A CAUTIONARY TALE FOR CATERERS
In the case of Spize’s River Valley outlet, a month-long investigation by the National Environment Agency (NEA) and the Agri-Food and Veterinary Authority found that seven of the 35 food handlers were unregistered, and also detected six types of pathogens.
“Probably because they weren’t certified … they didn’t really know how to handle food in a hygienic way,” said Nanyang Polytechnic’s School of Chemical and Life Sciences deputy director Richard Khaw.

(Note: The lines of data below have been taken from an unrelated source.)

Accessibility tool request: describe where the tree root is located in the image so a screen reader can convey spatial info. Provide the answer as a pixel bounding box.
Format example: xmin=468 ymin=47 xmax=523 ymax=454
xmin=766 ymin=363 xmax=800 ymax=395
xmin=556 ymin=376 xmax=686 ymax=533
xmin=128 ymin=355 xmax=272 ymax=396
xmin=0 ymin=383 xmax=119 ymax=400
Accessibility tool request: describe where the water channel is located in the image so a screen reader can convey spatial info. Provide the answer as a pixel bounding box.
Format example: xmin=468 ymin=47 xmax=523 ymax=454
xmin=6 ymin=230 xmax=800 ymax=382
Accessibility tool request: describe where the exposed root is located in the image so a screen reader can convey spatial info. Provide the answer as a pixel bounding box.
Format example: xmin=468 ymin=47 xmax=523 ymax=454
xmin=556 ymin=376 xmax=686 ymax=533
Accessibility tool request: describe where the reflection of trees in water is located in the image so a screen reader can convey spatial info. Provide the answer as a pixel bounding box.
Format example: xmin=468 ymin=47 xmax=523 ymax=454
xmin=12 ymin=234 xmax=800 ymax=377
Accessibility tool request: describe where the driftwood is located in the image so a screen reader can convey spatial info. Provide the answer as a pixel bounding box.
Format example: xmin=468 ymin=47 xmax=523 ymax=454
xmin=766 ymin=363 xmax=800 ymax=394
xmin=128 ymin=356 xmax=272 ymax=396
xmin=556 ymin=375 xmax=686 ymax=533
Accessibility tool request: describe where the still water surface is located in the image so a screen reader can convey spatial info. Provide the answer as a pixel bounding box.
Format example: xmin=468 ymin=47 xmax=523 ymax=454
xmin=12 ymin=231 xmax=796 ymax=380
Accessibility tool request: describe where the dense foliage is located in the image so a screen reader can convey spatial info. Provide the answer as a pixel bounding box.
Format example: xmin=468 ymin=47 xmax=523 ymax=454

An expert on food safety and microbiology, he analysed what could have gone on in the Spize kitchen for its catered bento boxes to have caused 47 people to be hospitalised, including Mr Fadli, who died after eight days.
On how salmonella, a micro-organism found in contaminated raw or undercooked food, could have got on the raw chicken samples, he said infected chickens may not show any symptoms, but cooking them thoroughly would have killed the bacteria.
Salmonella, unlike mould and yeast, is undetectable to the eye. And it could have got on Spize’s belacan egg fried rice through cross-contamination if, for example, the raw and cooked food were not kept separate during the preparation, he explained.
There were also faecal coliforms – bacteria found in human and animal faeces – on the knives and chopping boards. These could have come from raw vegetables irrigated with water that contained faecal contaminants, said Mr Khaw.
The food handlers may also have had poor hygiene practices, “for example going to the washroom and not washing their hands properly”. He added: “Then they’d contaminate all the chopping boards, the knives or even the surfaces.”
The NEA’s previous inspection of the Spize outlet, in October, found only one fault: The restaurant did not have enough rubbish bin covers. Its hygiene grade, along with that for Tung Lok Catering and Mandarin Orchard, was an A.
These are “snapshot” gradings, however, and “the truth is that the NEA can’t be there 24/7”, said NEA deputy director-general of environmental public health Chew Ming Fai in reply to the question of how effective these checks are.
“The onus is on the operators themselves to make sure that the proper staff are trained, that they have audit systems in place and that these processes are adhered to,” he added.
More than 2,400 checks on caterers were conducted last year, with establishments getting inspected at least twice a year. And in 2020, the NEA will have a gold, silver and bronze regime, which will look at the premises’ track record.
Currently, the agency also has a Food Hygiene Officer scheme, in which the larger premises are required to have an on-site officer who is trained to conduct hygiene audits.
As to whether such audits would be lax, Mr Chew pointed to what would be in the operators’ interests.
“The business impact and loss of reputation if you’re suspended are additional impacts that the caterer himself, beyond whatever the government can impose as penalties, has to bear,” he said.